The Tripa swamp itself lies in two administrative Districts, Nagan Raya and Aceh Barat Daya and is suffering sevee destruction as the remaining forests are being cleared for palm oil plantations, by just a few large companies.
The loss of the forests is one thing, and all the wildlife and plant species they contain, but another equally serious problem is the destruction of the peat itself. When peat is cleared and drained it oxidises in the air, releasing huge amounts of carbon dioxide and contributing to global climate change. The peat also subsides as it degrades, dropping by on average about 1 metre every 20 years. This in a coastal location that is already close to sea level. If allowed to continue, this destruction could lead to the whole area being inundated by the sea in just a few decades, which makes no sense for the local communities who depend on the area, or the large companies either, since they will also lose their plantations.
YEL’s Conservation, Education and Humanitarian Divisions are all involved in the effort to save Tripa and the other peat swamps:
- Pilot Study of Sustainable Palm Oil, a approx. 95ha community based smallholder oil palm plantation on degraded (non-forested) mineral soils, based on the Principles and Criteria of the RSPO (Rountable for Sustainable Palm Oil)and also applying organic farming methods, as a demonstration that palm oil does not have to be produced by large companies destroying pristine forests and critically important peatlands in the process.

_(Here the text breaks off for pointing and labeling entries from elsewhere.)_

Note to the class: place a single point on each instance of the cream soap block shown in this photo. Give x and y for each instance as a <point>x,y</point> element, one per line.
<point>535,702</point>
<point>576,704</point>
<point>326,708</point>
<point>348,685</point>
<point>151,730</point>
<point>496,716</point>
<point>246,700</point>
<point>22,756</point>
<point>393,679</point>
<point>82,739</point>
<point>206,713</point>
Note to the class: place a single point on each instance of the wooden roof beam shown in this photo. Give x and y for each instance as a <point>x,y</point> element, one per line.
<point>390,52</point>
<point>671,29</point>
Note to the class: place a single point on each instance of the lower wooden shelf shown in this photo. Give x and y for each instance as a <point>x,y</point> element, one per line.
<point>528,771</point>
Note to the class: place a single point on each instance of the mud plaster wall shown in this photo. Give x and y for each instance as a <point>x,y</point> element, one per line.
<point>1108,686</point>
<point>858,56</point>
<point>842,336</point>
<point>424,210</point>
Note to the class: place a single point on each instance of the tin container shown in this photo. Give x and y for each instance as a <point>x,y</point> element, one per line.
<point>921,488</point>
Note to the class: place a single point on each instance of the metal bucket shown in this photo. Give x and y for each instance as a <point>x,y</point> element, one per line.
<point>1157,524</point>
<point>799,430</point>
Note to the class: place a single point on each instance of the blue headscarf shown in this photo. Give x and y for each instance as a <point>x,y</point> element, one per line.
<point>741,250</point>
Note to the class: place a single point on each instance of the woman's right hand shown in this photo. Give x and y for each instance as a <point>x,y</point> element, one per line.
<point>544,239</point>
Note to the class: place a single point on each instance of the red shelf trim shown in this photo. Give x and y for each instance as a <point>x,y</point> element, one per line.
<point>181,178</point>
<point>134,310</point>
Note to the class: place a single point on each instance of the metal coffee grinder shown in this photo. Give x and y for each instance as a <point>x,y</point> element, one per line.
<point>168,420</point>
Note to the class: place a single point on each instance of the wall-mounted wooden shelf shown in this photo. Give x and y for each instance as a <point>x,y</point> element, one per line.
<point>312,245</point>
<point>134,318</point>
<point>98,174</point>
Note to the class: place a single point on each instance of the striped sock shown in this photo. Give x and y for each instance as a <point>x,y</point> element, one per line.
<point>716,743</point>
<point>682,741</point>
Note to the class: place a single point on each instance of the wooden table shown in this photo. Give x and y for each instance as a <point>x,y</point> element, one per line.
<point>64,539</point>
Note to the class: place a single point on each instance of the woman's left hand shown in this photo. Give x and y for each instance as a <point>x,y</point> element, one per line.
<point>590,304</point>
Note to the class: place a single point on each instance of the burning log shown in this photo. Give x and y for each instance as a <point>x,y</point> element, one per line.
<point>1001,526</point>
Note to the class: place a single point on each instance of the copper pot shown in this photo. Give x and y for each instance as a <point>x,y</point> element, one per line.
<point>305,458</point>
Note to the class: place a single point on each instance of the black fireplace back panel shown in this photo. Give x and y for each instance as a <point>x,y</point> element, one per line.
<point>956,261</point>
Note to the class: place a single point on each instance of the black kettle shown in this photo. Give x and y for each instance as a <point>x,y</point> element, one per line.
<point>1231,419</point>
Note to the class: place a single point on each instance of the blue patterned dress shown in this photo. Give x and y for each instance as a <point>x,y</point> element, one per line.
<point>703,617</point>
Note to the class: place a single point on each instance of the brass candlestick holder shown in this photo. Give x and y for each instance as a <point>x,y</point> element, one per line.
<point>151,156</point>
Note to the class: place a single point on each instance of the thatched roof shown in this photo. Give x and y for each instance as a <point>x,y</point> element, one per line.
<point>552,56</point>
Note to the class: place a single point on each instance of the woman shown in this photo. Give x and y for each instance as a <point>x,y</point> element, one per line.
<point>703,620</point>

- Awareness campaigns and community assistance and development projects in the areas surrounding the Tripa Peat Swamp;
- An Environmental Health programme to improve both human and environmental health among communities in Tripa, implemented by YEL’s Mobile Health Unit.
The second priority within YEL’s overall Swamp Conservation Programme is the Singkil Swamp, a supposedly protected conservation area (wildlife reserve) that is threatened mostly by illegal logging and encroachment in some areas (including by at least one partially state owned oil palm plantation), and by a major road project that threatens the integrity of the west coast. YEL’s projects in Aceh Singkil focus on community development among those living adjacent to the swamps, in terms of raising people’s understanding of the important role the swamps play in their own survival and livelihoods and hence of the importance of sustainable management of the area for the host of valuable ecosystem services it provides.
YEL’s Conservation Division is supporting the programme in Aceh Singkil through biodiversity research and assessments while the Education Division assists with awareness campaigns and community development programmes, largely via its Mobile Education Unit.